July 14, 2021

(Guest Post) Chuck Howard Comments on the Proposed IOA Bylaws

The following commentary was submitted by Charles Howard, IOA Executive Director and author of The Organizational Ombudsman: Origins, Roles and Operations - A Legal Guide. Before becoming the IOA Executive Director, Howard was a long-time attorney for Ombuds and a regular speaker at IOA conferences. [Emphasis and links in original.]

I am not an ombuds, but I have been a member of IOA in whatever category I was allowed to be since its inception. I have represented and worked with ombuds for more than 30 years, and I hope that my advocacy and admiration for ombuds and the work that they do has been apparent.

For the past two years, I have been privileged to serve as the Executive Director of IOA, and I have worked very hard to expand awareness of the ombuds role externally; and also, within IOA, I have tried to help it become a more effective association for the ombuds profession. I am keenly aware of the strong history of voluntarism within IOA but also keenly aware of the need for more professionalism in how IOA operates. Over the years, since IOA was so small, much of its work and decision-making has been conducted much like a committee of the whole. As IOA has grown—and especially if it wants to continue to grow—as a profession, that model of collective decision-making does not always serve the organization well. There is a Board of Directors for a reason—to provide leadership and guidance on difficult questions. 

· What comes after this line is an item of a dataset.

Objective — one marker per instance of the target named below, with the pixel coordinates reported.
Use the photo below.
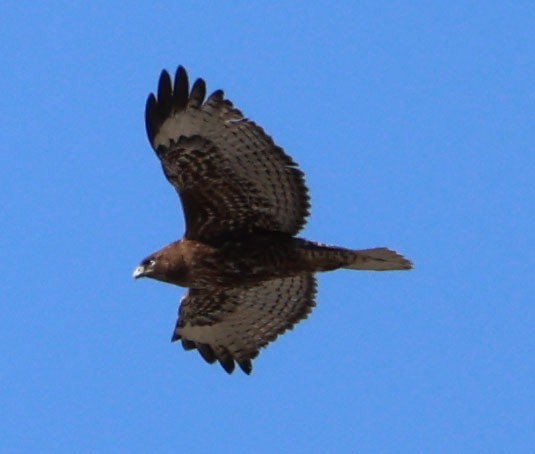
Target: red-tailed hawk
(249, 278)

When issues were raised by the DEIB Task Force about the way directors have been selected, the IOA Board did precisely what I think a good Board should do. Rather than proceed with the pending election about which concerns had been expressed involving possible inconsistent interpretation and disparate impact of bylaws criteria for eligibility to serve as a director, the Board responded in accordance with the best practices for organizational management by promptly commissioning a review of the IOA Bylaws by independent counsel to evaluate the Bylaws and the merits of those claims. When the Board received the findings of that review, it undertook the task of recommending revisions to the Bylaws to address those concerns as well as several other issues that had previously been identified as needing to be addressed to make the Bylaws and the operations of IOA more effective. Those changes are what have been presented to members for a vote today. 

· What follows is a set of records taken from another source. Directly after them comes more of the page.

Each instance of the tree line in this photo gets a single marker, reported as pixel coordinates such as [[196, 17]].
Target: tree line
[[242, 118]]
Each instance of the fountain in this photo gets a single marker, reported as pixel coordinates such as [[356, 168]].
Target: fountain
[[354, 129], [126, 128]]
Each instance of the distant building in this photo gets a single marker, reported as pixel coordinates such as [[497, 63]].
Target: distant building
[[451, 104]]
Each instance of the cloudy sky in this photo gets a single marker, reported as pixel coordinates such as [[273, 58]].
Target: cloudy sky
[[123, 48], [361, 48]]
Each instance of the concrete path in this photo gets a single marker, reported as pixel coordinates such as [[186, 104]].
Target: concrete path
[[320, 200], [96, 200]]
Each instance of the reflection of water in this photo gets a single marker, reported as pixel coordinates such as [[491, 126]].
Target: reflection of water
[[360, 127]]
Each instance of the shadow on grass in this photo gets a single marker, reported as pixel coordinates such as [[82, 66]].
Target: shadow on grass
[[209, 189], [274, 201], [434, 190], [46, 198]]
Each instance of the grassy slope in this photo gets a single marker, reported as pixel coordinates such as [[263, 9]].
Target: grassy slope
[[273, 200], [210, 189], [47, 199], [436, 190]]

The Board did not rush to judgment on these issues. It labored in five long special meetings and consulted with IOA’s outside counsel, Mike Deese, who is experienced in representing IOA for many years, as well as many other professional associations. It sought to balance the need to recommend a resolution to the Bylaws issues with the need to put the director election process back on track. The boards of most other organizations with which I have been involved likely could have discussed and approved bylaws revisions in a single meeting or even part of a meeting. I understand that some believe that the process used is flawed because they have not had a chance to be heard on the issue, but I believe the Board did consider at some length the issues involved and has made its recommendation to you. This is, in my opinion, what a good board should do. Especially as IOA hopefully continues to grow, it needs to have different voices and greater diversity of all kinds represented on its Board. These revisions to the IOA Bylaws accomplish that. 

As the comments from the IOA Executive Committee clearly stated, the 28% of IOA members currently eligible for board service are not the only members who are committed to protecting and preserving the profession. A great deal of thought and work went into the recommendations before us, and the governance functions of the organization need to move forward. I think the Bylaws changes should be adopted. 

Voting members, please vote by proxy online or participate in the virtual Special Member Meeting being hosted on Thursday, 15 July.